[SPARK-3902] [SPARK-3590] Stabilize AsynRDDActions and add Java API

This PR adds a Java API for AsyncRDDActions and promotes the API from `Experimental` to stable. Author: Josh Rosen <joshrosen@apache.org> Author: Josh Rosen <joshrosen@databricks.com> Closes #2760 from JoshRosen/async-rdd-actions-in-java and squashes the following commits: 0d45fbc [Josh Rosen] Whitespace fix. ad3ae53 [Josh Rosen] Merge remote-tracking branch 'origin/master' into async-rdd-actions-in-java c0153a5 [Josh Rosen] Remove unused variable. e8e2867 [Josh Rosen] Updates based on Marcelo's review feedback 7a1417f [Josh Rosen] Removed unnecessary java.util import. 6f8f6ac [Josh Rosen] Fix import ordering. ff28e49 [Josh Rosen] Add MiMa excludes and fix a scalastyle error. 346e46e [Josh Rosen] [SPARK-3902] Stabilize AsyncRDDActions; add Java API.
author: Josh Rosen <joshrosen@apache.org> 2014-10-19 20:02:31 -0700
committer: Josh Rosen <joshrosen@databricks.com> 2014-10-19 20:02:31 -0700
commit: d1966f3a8bafdcef87d10ef9db5976cf89faee4b (patch)
tree: 3a0c9c7a65e0f1f462a8aa783ad56198669b0261 /core/src/main/scala/org
parent: 7e63bb49c526c3f872619ae14e4b5273f4c535e9 (diff)
download: spark-d1966f3a8bafdcef87d10ef9db5976cf89faee4b.tar.gz
spark-d1966f3a8bafdcef87d10ef9db5976cf89faee4b.tar.bz2
spark-d1966f3a8bafdcef87d10ef9db5976cf89faee4b.zip
3 files changed, 112 insertions, 30 deletions
diff --git a/core/src/main/scala/org/apache/spark/FutureAction.scala b/core/src/main/scala/org/apache/spark/FutureAction.scala
index e8f761eaa5..d5c8f9d76c 100644
--- a/core/src/main/scala/org/apache/spark/FutureAction.scala
+++ b/core/src/main/scala/org/apache/spark/FutureAction.scala
@@ -17,20 +17,21 @@
 
 package org.apache.spark
 
-import scala.concurrent._
-import scala.concurrent.duration.Duration
-import scala.util.Try
+import java.util.Collections
+import java.util.concurrent.TimeUnit
 
-import org.apache.spark.annotation.Experimental
+import org.apache.spark.api.java.JavaFutureAction
 import org.apache.spark.rdd.RDD
 import org.apache.spark.scheduler.{JobFailed, JobSucceeded, JobWaiter}
 
+import scala.concurrent._
+import scala.concurrent.duration.Duration
+import scala.util.{Failure, Try}
+
 /**
- * :: Experimental ::
  * A future for the result of an action to support cancellation.

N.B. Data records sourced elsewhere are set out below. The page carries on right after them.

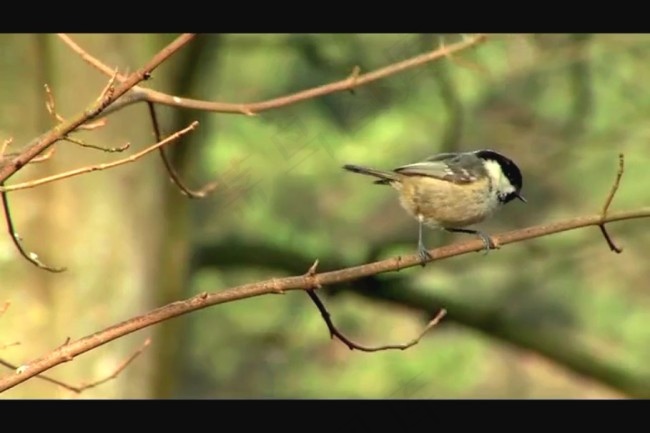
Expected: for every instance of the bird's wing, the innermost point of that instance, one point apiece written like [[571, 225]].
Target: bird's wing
[[452, 167]]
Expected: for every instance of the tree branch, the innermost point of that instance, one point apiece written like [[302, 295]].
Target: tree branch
[[334, 332], [96, 108], [98, 167], [274, 286], [81, 388], [354, 80]]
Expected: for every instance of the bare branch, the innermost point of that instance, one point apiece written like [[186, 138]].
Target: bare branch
[[122, 148], [354, 80], [98, 167], [81, 388], [38, 145], [302, 282], [608, 202], [51, 108], [334, 332], [5, 144], [175, 178], [8, 345]]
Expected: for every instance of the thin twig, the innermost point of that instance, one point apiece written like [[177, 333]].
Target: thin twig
[[40, 144], [15, 237], [301, 282], [78, 142], [98, 167], [29, 256], [81, 388], [352, 81], [608, 202], [51, 108], [175, 178], [334, 332]]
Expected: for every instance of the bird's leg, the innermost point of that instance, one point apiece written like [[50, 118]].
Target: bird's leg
[[487, 241], [422, 250]]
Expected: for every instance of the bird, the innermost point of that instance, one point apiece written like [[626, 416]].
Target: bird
[[452, 190]]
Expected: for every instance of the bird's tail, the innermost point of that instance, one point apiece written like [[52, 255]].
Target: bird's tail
[[385, 177]]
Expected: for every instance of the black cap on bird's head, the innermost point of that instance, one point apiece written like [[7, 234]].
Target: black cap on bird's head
[[510, 170]]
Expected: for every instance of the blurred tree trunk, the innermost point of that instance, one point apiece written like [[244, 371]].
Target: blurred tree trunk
[[194, 73], [72, 223]]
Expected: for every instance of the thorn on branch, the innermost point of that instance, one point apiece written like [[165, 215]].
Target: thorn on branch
[[8, 345], [30, 256], [334, 332], [311, 276], [353, 78], [247, 111], [4, 307], [608, 202], [109, 89], [5, 144]]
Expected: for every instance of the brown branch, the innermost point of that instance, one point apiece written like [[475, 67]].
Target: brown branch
[[173, 175], [50, 104], [302, 282], [98, 167], [122, 148], [354, 80], [15, 237], [8, 345], [334, 332], [39, 144], [608, 202], [81, 388]]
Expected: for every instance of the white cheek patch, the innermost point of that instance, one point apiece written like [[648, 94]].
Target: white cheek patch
[[502, 184]]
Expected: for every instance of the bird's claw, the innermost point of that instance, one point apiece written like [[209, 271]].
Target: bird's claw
[[425, 256]]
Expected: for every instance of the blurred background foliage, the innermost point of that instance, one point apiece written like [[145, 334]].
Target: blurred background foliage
[[560, 316]]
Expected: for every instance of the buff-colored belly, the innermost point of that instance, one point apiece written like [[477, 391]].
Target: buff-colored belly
[[443, 204]]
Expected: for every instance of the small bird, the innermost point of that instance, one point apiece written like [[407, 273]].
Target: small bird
[[451, 191]]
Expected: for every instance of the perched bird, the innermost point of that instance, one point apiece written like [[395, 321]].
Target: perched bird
[[451, 191]]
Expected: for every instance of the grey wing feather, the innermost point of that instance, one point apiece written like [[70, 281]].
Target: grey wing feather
[[453, 167]]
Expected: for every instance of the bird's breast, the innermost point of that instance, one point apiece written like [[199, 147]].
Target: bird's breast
[[444, 204]]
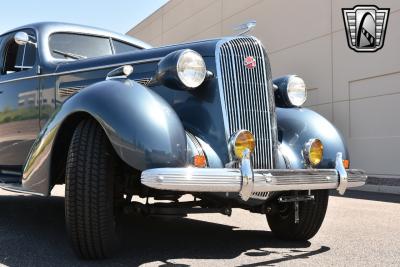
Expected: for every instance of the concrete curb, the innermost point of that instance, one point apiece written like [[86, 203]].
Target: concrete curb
[[381, 185]]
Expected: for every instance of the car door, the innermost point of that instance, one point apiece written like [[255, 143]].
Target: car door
[[19, 101]]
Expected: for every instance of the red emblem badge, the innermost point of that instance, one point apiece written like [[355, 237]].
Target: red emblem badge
[[250, 62]]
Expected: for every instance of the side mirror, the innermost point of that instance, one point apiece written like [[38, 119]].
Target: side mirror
[[22, 38]]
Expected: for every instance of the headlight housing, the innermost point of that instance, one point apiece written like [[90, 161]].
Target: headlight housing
[[191, 69], [241, 140], [290, 91], [183, 69], [313, 152]]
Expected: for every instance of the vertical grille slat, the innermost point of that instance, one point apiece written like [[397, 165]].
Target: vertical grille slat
[[245, 95]]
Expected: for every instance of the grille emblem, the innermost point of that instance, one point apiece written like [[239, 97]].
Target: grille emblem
[[250, 62]]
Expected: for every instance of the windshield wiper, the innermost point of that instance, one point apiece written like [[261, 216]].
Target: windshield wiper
[[70, 55]]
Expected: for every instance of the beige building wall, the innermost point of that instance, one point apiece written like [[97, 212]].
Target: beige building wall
[[358, 92]]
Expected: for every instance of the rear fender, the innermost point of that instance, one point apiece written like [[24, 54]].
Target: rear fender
[[298, 125]]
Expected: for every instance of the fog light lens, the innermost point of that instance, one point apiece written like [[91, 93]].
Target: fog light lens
[[313, 152], [240, 141]]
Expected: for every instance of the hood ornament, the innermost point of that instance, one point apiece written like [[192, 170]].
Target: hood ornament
[[245, 27]]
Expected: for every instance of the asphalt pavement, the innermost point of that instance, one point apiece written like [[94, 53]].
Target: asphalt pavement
[[360, 230]]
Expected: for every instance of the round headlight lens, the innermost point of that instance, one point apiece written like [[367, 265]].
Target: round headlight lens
[[191, 69], [296, 90], [240, 141], [313, 152]]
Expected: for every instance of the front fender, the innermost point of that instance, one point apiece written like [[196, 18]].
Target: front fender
[[298, 125], [143, 129]]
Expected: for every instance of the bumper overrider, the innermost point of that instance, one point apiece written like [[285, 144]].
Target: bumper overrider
[[245, 180]]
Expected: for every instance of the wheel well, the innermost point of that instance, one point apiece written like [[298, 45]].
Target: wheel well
[[60, 153], [61, 146]]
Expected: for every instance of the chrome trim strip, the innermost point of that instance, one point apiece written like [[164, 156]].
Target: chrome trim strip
[[142, 61], [230, 180], [249, 183], [343, 176], [247, 176]]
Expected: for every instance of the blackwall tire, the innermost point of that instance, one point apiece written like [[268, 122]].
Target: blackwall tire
[[311, 215], [89, 192]]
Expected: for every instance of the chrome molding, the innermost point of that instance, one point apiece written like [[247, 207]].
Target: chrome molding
[[245, 96], [67, 91], [247, 176], [264, 180], [143, 61], [343, 175]]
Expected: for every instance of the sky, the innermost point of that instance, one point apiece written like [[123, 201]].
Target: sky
[[115, 15]]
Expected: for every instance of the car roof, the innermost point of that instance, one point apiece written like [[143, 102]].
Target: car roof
[[51, 27]]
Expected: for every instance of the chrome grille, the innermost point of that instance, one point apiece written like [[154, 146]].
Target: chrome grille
[[246, 101]]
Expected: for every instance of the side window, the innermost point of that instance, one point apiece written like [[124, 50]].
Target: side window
[[121, 47], [18, 57], [78, 46]]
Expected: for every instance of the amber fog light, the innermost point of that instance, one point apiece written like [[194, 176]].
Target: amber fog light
[[241, 140], [313, 152]]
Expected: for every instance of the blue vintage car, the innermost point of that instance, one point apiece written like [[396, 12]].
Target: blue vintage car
[[112, 118]]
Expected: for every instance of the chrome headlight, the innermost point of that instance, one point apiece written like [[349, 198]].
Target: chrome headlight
[[290, 91], [296, 90], [191, 69], [183, 69]]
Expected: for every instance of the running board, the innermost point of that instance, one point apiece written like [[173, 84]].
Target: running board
[[17, 188]]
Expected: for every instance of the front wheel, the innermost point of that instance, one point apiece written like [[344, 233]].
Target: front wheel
[[90, 192], [311, 216]]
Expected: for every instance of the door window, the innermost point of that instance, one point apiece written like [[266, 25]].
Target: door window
[[78, 46], [121, 47], [18, 57]]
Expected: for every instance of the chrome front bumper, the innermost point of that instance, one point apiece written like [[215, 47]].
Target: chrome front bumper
[[247, 181]]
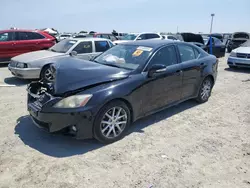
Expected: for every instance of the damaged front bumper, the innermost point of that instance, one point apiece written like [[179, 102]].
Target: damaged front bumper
[[77, 122]]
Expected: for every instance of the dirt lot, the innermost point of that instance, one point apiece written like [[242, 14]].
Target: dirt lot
[[188, 145]]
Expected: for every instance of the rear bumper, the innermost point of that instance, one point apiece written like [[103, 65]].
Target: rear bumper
[[239, 62], [25, 73]]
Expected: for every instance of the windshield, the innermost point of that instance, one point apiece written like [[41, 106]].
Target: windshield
[[241, 35], [125, 56], [63, 46], [129, 37]]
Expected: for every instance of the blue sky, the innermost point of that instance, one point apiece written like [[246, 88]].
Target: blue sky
[[127, 15]]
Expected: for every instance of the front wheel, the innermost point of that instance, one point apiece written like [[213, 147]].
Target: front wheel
[[205, 90], [112, 122]]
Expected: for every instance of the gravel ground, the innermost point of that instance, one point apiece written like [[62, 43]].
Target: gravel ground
[[188, 145]]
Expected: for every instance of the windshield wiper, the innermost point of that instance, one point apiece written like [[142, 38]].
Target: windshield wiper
[[112, 65]]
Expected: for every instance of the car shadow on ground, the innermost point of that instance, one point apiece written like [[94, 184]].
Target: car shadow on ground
[[16, 81], [240, 70], [57, 145]]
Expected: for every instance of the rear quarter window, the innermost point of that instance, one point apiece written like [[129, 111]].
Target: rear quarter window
[[101, 46]]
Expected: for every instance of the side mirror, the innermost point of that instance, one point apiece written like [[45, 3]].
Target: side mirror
[[157, 68], [73, 53]]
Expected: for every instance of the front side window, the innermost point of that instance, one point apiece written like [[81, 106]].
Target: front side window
[[112, 37], [129, 37], [83, 47], [152, 36], [63, 46], [171, 38], [217, 42], [165, 56], [101, 46], [128, 57], [186, 53], [142, 37], [22, 35], [7, 36], [34, 36]]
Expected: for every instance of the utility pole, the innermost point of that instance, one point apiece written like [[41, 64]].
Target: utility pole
[[211, 28]]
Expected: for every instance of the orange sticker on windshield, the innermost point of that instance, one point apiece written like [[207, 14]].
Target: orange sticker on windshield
[[137, 53]]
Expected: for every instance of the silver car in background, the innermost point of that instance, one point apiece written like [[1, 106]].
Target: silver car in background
[[240, 57], [36, 65]]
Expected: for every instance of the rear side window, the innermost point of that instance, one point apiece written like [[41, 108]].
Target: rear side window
[[165, 56], [83, 47], [7, 36], [101, 46], [197, 53], [152, 36], [22, 35], [186, 53]]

This is an extension of the
  * Scala Future interface to support cancellation.
  */
-@Experimental
 trait FutureAction[T] extends Future[T] {
   // Note that we redefine methods of the Future trait here explicitly so we can specify a different
   // documentation (with reference to the word "action").
@@ -70,6 +71,11 @@ trait FutureAction[T] extends Future[T] {
   override def isCompleted: Boolean
 
   /**
+   * Returns whether the action has been cancelled.
+   */
+  def isCancelled: Boolean
+
+  /**
    * The value of this Future.
    *
    * If the future is not completed the returned value will be None. If the future is completed
@@ -96,15 +102,16 @@ trait FutureAction[T] extends Future[T] {
 
 
 /**
- * :: Experimental ::
  * A [[FutureAction]] holding the result of an action that triggers a single job. Examples include
  * count, collect, reduce.
  */
-@Experimental
 class SimpleFutureAction[T] private[spark](jobWaiter: JobWaiter[_], resultFunc: => T)

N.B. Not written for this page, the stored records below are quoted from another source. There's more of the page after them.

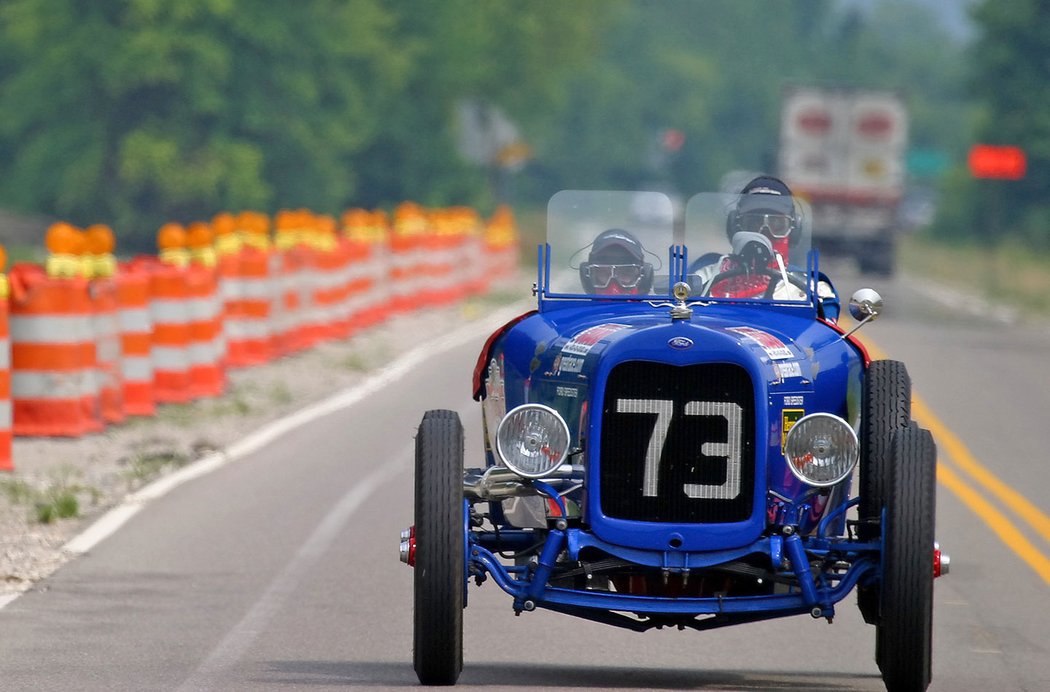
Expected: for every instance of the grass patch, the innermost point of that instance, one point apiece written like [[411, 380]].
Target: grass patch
[[279, 394], [147, 465], [1008, 273], [61, 499], [355, 362], [17, 490]]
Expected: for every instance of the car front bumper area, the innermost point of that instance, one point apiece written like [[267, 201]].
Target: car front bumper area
[[814, 592]]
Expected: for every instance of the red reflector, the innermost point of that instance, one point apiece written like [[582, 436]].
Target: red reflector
[[998, 162]]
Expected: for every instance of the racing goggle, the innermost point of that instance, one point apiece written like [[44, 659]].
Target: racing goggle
[[627, 275], [777, 226]]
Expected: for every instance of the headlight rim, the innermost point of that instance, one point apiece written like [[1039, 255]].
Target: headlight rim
[[796, 430], [532, 406]]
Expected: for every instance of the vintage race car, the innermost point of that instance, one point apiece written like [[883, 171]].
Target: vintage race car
[[679, 452]]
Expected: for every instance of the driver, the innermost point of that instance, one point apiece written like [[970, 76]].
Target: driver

   extends FutureAction[T] {
 
+  @volatile private var _cancelled: Boolean = false
+
   override def cancel() {
+    _cancelled = true
     jobWaiter.cancel()
   }
 
@@ -143,6 +150,8 @@ class SimpleFutureAction[T] private[spark](jobWaiter: JobWaiter[_], resultFunc:
   }
 
   override def isCompleted: Boolean = jobWaiter.jobFinished
+  
+  override def isCancelled: Boolean = _cancelled
 
   override def value: Option[Try[T]] = {
     if (jobWaiter.jobFinished) {
@@ -164,12 +173,10 @@ class SimpleFutureAction[T] private[spark](jobWaiter: JobWaiter[_], resultFunc:
 
 
 /**
- * :: Experimental ::
  * A [[FutureAction]] for actions that could trigger multiple Spark jobs. Examples include take,
  * takeSample. Cancellation works by setting the cancelled flag to true and interrupting the
  * action thread if it is being blocked by a job.
  */
-@Experimental
 class ComplexFutureAction[T] extends FutureAction[T] {
 
   // Pointer to the thread that is executing the action. It is set when the action is run.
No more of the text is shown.